Ces différentes difficultés tendent, comme nous l’avons vu ci-dessus, à insérer dans le processus de communication une part d’inférence, qui vient s’ajouter aux processus d’encodage-décodage linguistiques, pour permettre une interprétation de l’énoncé qui corresponde au message que le locuteur entendait communiquer. On peut cependant se demander sur quoi le locuteur s’appuie ou, pour le dire différemment, ce qui contraint le processus inférentiel.
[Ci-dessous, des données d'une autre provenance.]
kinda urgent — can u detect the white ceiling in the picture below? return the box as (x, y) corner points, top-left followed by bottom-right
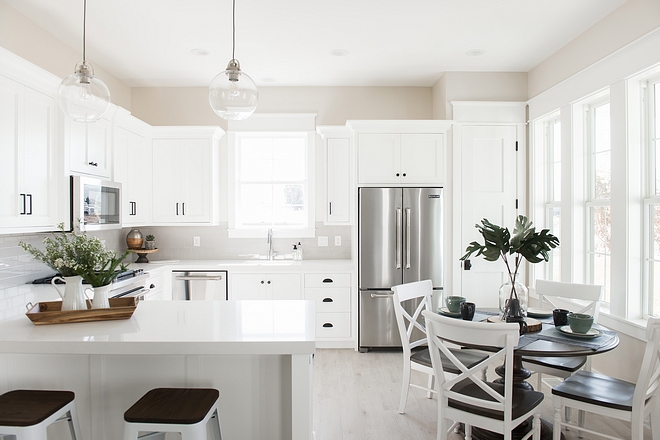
(5, 0), (626, 88)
Dans son article consacré à la signification (1957), Grice prend en compte les phénomènes inférentiels dans la communication. Pour expliquer ce phénomène, Grice est parti de la double signification d’un verbe anglais to mean, comme les exemples suivant (traduction prise dans Zufferey, 2007):

(6) Ces boutons signifient qu’il a la varicelle.

(7) Ces trois sonneries dans le bus signifient / veulent dire que le bus est plein.

L’exemple (6) correspond à un cas de signification naturelle car l’énoncé est compris par l’interlocuteur sans qu’il ait besoin d’interpréter la mise en rapport entre le phénomène et le symptôme. Cette relation est indépendante. Dans le même ordre d’idée, la fumée amène naturellement à la conclusion de l’existence d’un feu. En revanche, l’exemple (7) correspond à un cas de signification non naturelle, car il y a un lien arbitraire entre la signification que le locuteur veut communiquer et le moyen d’y parvenir. Grice fait remarquer que dans l’exemple (7), le locuteur aurait pu dire : « Mais en fait, le bus n’est pas plein. Le chauffeur a fait une erreur ». En revanche, les rectifications sont impossibles dans le cas de significations naturelles, comme dans l’exemple (6). Ainsi la notion de signification non naturelle est fortement associée à une acception particulière du verbe to mean, que l’on peut traduire en français par vouloir dire.

Ainsi, selon Grice, si le destinataire veut comprendre le vouloir dire du locuteur, il doit comprendre l’intention de ce dernier. Le problème qui se pose est qu’un énoncé ne signifie pas naturellement l’intention du locuteur. On peut donc définir la notion de signification non naturelle de la façon suivante :

Signification non naturelle

Dire qu’un locuteur a voulu dire quelque chose par une phrase, c’est dire que ce locuteur a eu l’intention, en énonçant cette phrase, de produire un effet sur son interlocuteur par la reconnaissance de cette intention. (Reboul & Moeschler, 1998, p. 49).’

Grâce à cette définition, on remarque que la signification non naturelle repose sur une double intention. Il y a tout d’abord l’intention de transmettre un contenu, puis l’intention de réaliser cette intention grâce à la reconnaissance de cette intention par l’auditeur. Cette double intention est une des grandes innovations de Grice, car les autres théories de l’époque se restreignaient à un seul niveau : l’intention de transmettre un message (intention communicative). Cette double intention est aussi le principe de base de la notion de communication ostensive-inférentielle que nous décrirons plus loin (2.4.2).